The answer is to make sure you order your repositories in an order that makes sense to ensure that the repositories most of your resources will come from are attempted first. Typically, the repositories are just nonchalantly thrown in any order and the result is long build times. Even worse, transitive dependencies could bring in their own repository configuration multiplying the number of requests to make per dependency. This is controlled by the inherits true statement, which is the default. So, what should the order be? It’s really up to you to decide. The first rule is to always include any local repository (maven local, grails home, etc) first so that those dependencies resolve quickly and non-matches fail quickly. The latter part is the key since you spend multiple requests to a repository for each dependency, which is costly for remote networks on the Internet. If you work at a company that has a central Maven repository, like Nexus, then I would suggest putting that next as it will resolve your own Maven libraries as well proxy Maven central and any other Maven repository. Plus, if you end up using many internal libraries, you will definitely want to utilize that repository first, especially since the request time and latency will be considerably less being in house rather than on the Internet.

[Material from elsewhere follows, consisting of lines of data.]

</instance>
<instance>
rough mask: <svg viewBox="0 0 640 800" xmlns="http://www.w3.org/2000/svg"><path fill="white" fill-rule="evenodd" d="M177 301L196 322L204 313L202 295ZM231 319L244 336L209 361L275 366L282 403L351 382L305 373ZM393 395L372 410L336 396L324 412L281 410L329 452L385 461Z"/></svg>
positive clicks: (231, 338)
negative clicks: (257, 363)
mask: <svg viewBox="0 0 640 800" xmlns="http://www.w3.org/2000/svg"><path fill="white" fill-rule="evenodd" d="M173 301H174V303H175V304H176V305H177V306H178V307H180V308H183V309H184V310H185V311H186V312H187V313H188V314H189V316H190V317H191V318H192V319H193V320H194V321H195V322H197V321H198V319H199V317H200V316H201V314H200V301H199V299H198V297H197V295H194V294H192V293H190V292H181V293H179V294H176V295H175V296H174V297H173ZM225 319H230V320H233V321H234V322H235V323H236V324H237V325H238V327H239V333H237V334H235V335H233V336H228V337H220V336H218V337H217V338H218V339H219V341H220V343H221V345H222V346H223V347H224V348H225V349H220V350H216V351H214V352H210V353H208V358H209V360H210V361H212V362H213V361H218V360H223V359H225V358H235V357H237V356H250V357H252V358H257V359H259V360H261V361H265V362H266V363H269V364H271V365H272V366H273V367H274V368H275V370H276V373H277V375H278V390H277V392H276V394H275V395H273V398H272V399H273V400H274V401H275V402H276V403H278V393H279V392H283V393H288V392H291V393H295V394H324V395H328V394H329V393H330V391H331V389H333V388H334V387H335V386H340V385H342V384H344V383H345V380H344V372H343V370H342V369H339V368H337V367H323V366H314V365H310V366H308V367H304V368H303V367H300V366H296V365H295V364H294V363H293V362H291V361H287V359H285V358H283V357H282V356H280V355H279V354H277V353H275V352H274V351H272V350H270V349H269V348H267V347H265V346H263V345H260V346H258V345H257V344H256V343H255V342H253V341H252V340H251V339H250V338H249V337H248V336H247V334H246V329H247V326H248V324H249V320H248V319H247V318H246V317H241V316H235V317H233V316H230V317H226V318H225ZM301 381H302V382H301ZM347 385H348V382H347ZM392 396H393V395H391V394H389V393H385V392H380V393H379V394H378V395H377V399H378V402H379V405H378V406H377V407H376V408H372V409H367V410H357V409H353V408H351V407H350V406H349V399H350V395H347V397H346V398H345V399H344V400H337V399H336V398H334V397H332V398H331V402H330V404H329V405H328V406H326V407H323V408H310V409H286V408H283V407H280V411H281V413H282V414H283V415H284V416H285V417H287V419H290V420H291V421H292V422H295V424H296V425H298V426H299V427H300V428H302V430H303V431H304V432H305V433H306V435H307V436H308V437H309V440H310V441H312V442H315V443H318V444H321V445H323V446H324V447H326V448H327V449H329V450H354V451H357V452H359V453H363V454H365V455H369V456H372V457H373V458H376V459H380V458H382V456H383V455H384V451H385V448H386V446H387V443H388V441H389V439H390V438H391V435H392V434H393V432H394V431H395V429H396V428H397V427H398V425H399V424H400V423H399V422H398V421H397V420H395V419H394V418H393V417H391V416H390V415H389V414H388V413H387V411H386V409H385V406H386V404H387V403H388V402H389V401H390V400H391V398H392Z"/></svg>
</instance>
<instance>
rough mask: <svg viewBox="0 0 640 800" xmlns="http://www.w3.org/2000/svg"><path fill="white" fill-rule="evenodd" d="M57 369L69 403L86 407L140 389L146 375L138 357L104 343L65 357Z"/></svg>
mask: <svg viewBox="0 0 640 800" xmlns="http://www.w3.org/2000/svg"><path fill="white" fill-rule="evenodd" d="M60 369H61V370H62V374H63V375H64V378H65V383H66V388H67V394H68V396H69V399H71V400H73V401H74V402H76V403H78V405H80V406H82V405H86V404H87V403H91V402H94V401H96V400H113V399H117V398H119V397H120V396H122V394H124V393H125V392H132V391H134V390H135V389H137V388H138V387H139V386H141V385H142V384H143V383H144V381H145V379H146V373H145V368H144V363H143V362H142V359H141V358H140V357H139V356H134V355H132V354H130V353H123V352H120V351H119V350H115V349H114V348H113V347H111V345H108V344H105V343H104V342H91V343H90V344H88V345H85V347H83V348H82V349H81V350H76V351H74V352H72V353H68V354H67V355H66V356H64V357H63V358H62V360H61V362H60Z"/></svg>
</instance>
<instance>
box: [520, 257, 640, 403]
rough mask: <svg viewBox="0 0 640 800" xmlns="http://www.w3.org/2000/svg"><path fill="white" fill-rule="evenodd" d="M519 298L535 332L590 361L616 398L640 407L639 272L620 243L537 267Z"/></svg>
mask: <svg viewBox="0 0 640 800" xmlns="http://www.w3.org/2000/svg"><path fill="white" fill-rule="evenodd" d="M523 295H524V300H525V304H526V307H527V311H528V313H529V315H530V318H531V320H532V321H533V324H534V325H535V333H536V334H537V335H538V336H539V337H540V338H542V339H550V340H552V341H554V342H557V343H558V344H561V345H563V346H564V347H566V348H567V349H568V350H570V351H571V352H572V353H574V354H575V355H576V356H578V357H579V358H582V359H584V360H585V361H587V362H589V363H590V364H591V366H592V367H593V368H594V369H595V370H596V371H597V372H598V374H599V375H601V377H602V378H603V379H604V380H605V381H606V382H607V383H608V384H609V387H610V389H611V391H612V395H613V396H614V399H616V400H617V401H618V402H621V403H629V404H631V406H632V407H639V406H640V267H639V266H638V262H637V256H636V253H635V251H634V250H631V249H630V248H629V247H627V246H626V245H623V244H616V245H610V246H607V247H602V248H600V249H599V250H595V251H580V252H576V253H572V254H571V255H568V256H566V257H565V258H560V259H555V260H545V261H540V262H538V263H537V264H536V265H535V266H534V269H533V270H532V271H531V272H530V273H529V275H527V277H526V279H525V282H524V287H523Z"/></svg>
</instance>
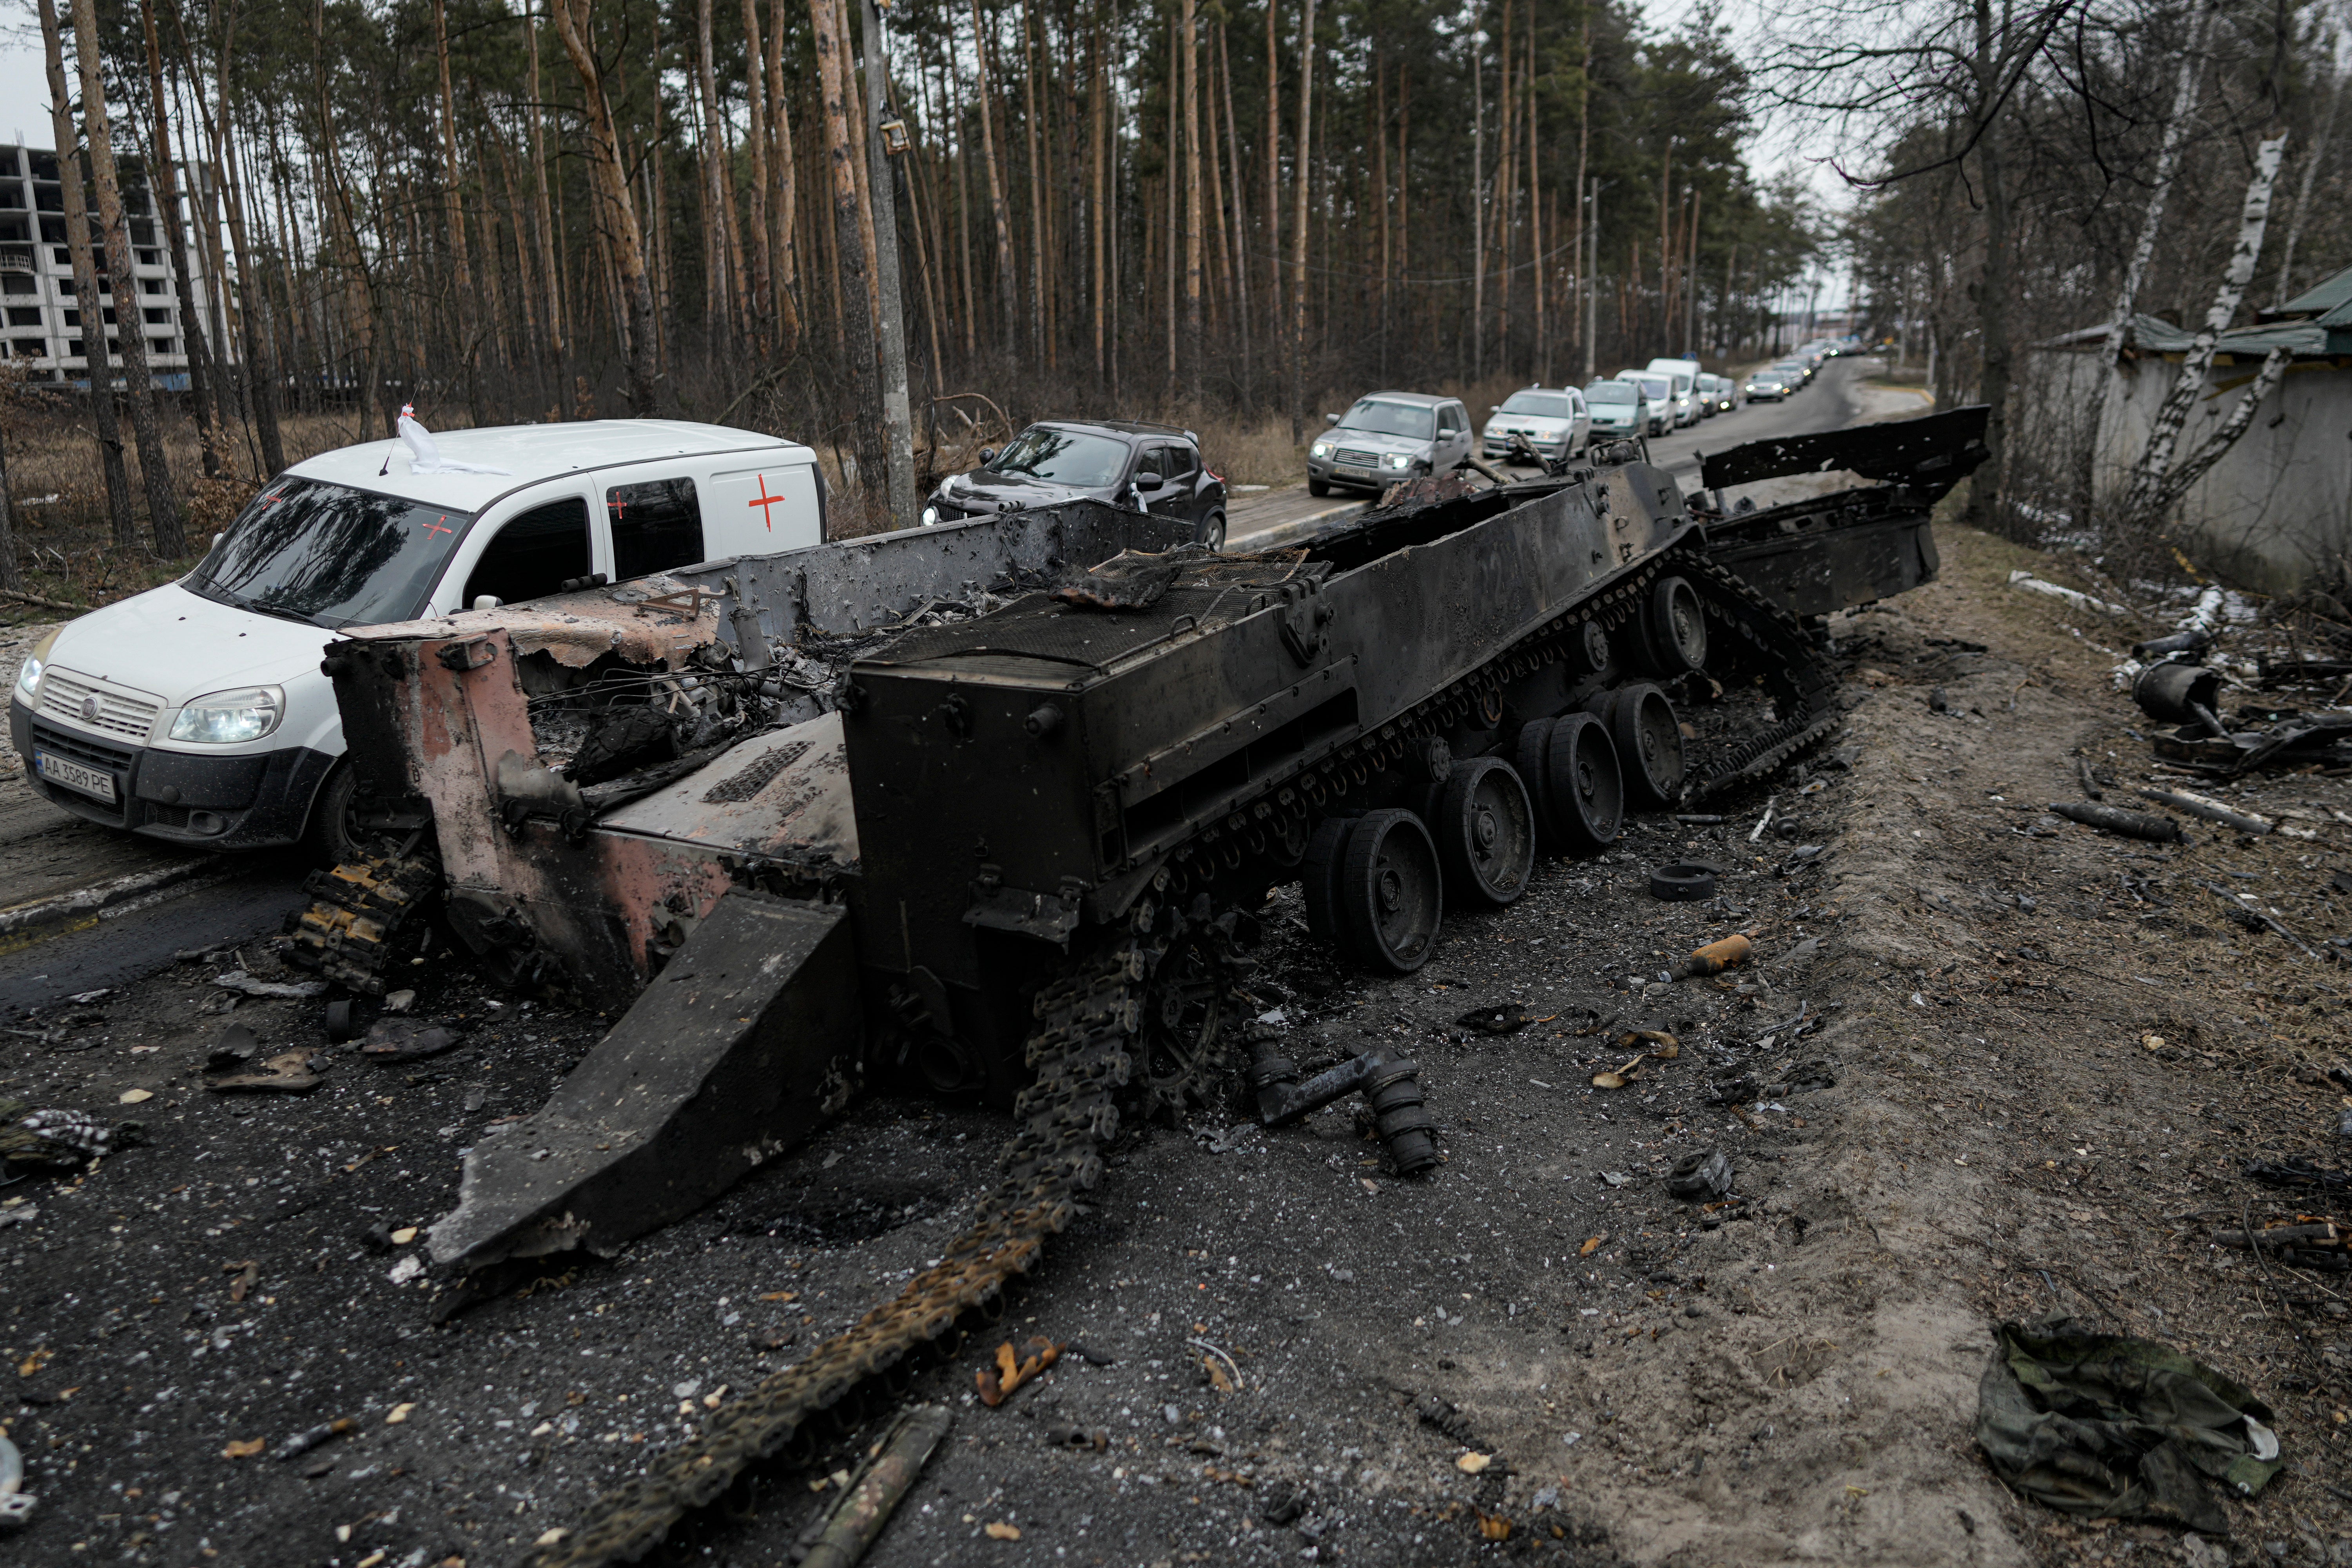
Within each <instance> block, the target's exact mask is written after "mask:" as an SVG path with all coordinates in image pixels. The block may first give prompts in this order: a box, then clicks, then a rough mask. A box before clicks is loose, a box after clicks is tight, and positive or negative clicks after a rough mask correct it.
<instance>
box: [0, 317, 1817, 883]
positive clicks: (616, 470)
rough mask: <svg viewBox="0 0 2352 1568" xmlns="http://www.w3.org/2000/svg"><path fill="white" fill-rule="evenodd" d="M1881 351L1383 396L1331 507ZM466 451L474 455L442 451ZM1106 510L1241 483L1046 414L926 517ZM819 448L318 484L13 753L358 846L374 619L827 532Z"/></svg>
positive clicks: (327, 838) (268, 509)
mask: <svg viewBox="0 0 2352 1568" xmlns="http://www.w3.org/2000/svg"><path fill="white" fill-rule="evenodd" d="M1858 346H1860V343H1858V339H1842V341H1818V343H1806V346H1804V348H1799V350H1795V353H1792V355H1790V357H1785V360H1778V362H1773V364H1771V367H1766V369H1759V371H1755V374H1752V376H1748V381H1745V383H1743V386H1733V383H1731V381H1729V378H1726V376H1715V374H1708V371H1700V369H1698V360H1651V362H1649V364H1646V367H1642V369H1625V371H1618V374H1616V376H1609V378H1602V381H1592V383H1590V386H1583V388H1571V386H1557V388H1548V386H1526V388H1519V390H1517V393H1512V395H1510V397H1505V400H1503V402H1501V404H1496V407H1491V409H1489V418H1486V423H1484V425H1482V428H1477V430H1472V423H1470V409H1468V407H1465V404H1463V400H1461V397H1444V395H1430V393H1395V390H1381V393H1367V395H1364V397H1359V400H1357V402H1355V404H1352V407H1350V409H1348V411H1345V414H1327V416H1324V418H1327V421H1329V430H1327V433H1324V435H1319V437H1315V442H1312V444H1310V447H1308V491H1310V494H1315V496H1329V494H1331V491H1334V489H1350V491H1371V494H1383V491H1388V487H1390V484H1395V482H1399V480H1414V477H1428V475H1439V473H1449V470H1454V468H1461V465H1465V463H1470V461H1505V463H1508V461H1515V458H1519V461H1524V456H1526V451H1529V449H1531V451H1534V456H1536V458H1538V461H1545V463H1562V461H1569V458H1578V456H1585V454H1588V451H1590V449H1592V447H1595V444H1597V442H1616V440H1628V437H1646V435H1665V433H1668V430H1679V428H1689V425H1696V423H1700V421H1703V418H1712V416H1717V414H1729V411H1733V409H1736V407H1738V404H1740V402H1743V400H1748V402H1757V400H1773V402H1776V400H1783V397H1790V395H1792V393H1797V390H1802V388H1804V386H1806V381H1811V378H1813V374H1816V371H1818V369H1820V364H1823V360H1830V357H1835V355H1839V353H1853V350H1856V348H1858ZM442 444H447V451H442ZM1070 501H1101V503H1108V505H1112V508H1122V510H1134V512H1150V515H1155V517H1164V520H1171V522H1176V524H1178V534H1190V538H1192V541H1195V543H1200V545H1207V548H1211V550H1221V548H1223V545H1225V510H1228V487H1225V477H1223V475H1218V473H1216V470H1214V468H1209V461H1207V456H1204V454H1202V449H1200V437H1197V435H1195V433H1192V430H1181V428H1176V425H1157V423H1143V421H1089V418H1049V421H1037V423H1033V425H1028V428H1023V430H1021V433H1018V435H1014V440H1011V442H1007V444H1004V449H1002V451H997V449H985V447H983V449H981V465H978V468H974V470H969V473H960V475H950V477H946V480H943V482H941V484H938V487H936V489H934V491H931V496H929V498H927V503H924V508H922V524H924V527H936V524H948V522H964V520H976V517H993V515H997V512H1014V510H1030V508H1042V505H1061V503H1070ZM826 534H828V529H826V491H823V477H821V475H818V468H816V454H814V451H811V449H809V447H802V444H797V442H783V440H779V437H771V435H757V433H750V430H731V428H722V425H694V423H680V421H588V423H562V425H515V428H501V430H459V433H449V435H442V437H437V440H435V437H433V435H430V433H426V430H423V428H421V425H416V421H412V418H402V421H400V440H395V442H365V444H360V447H343V449H339V451H327V454H320V456H315V458H308V461H303V463H296V465H294V468H289V470H287V473H285V475H280V477H278V480H275V482H273V484H268V487H266V489H263V491H261V494H259V496H256V498H254V501H252V505H247V510H245V512H242V515H238V520H235V522H233V524H230V527H228V529H226V531H223V534H219V536H216V538H214V545H212V552H209V555H207V557H205V562H202V564H200V567H198V569H195V571H191V574H188V576H186V578H181V581H179V583H169V585H165V588H155V590H148V592H143V595H134V597H129V599H122V602H118V604H108V607H106V609H99V611H92V614H89V616H82V618H78V621H73V623H68V625H64V628H59V630H56V632H49V635H47V637H45V639H40V642H38V644H35V646H33V651H31V658H26V661H24V668H21V670H19V677H16V686H14V691H12V701H9V741H12V745H14V750H16V752H19V755H21V757H24V764H26V773H28V778H31V783H33V788H35V790H40V792H42V795H45V797H47V799H52V802H54V804H59V806H64V809H66V811H71V813H75V816H82V818H89V820H96V823H106V825H113V827H127V830H132V832H141V835H148V837H158V839H169V842H179V844H191V846H202V849H259V846H266V844H289V842H306V844H308V846H310V851H313V853H315V856H318V858H320V860H327V863H334V860H348V858H350V856H353V853H355V842H358V839H355V835H360V832H362V827H365V825H362V823H355V820H353V818H350V813H353V811H355V802H353V776H350V769H348V766H346V764H343V726H341V719H339V715H336V708H334V696H332V691H329V682H327V677H322V675H320V668H318V661H320V651H322V649H325V644H327V642H329V639H332V637H334V635H339V632H350V630H355V628H362V625H376V623H390V621H412V618H421V616H447V614H454V611H463V609H489V607H496V604H515V602H524V599H539V597H543V595H553V592H567V590H579V588H590V585H600V583H619V581H628V578H642V576H647V574H654V571H668V569H677V567H689V564H694V562H708V559H724V557H734V555H760V552H774V550H786V548H797V545H811V543H816V541H821V538H826Z"/></svg>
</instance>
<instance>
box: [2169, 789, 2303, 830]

Here are my recommended order of repositories:

// use Grails home first as it is local and quick and resolves all the standard Grails libraries quickly
grailsHome()
 
// use maven home next if, and only if, you use maven so that your local dependencies are found quickly
mavenLocal()
 
// use your companies' Nexus repository that also proxies maven central and other repos
// if you do not use maven, then do not use this or include it much later in the process
// this only has value this high in the order if several of your dependencies use maven
// or if the repository is in house on the same network
mavenRepo "http://maven.company.org/..."
 
// use grails plugins next as it will resolve all the other plugins you use
// if you use more plugins than you do libraries, then reference grails plugins first
// before any maven repository
grailsPlugins()
grailsCentral()
 
// use maven central as a last step...again, only include this if you use maven libraries
// also, do NOT use this if your in house Maven/Nexus repo proxies maven central
mavenCentral()
 
// include any other maven repository not included in mavenCentral or your Nexus configuration
// these are always one-offs typically so they should be last
mavenRepo "http://company.org/maven/..."

The most important part is to only include the repositories you know you need. For example, if you have a company Nexus repository that proxies maven central, then only include one or the other, not both. These rules are not meant in any way to be a firm stake, but something to give you context so you put thought into the ordering and how your environment, code, dependencies, and plugins work together. After all, development time is precious.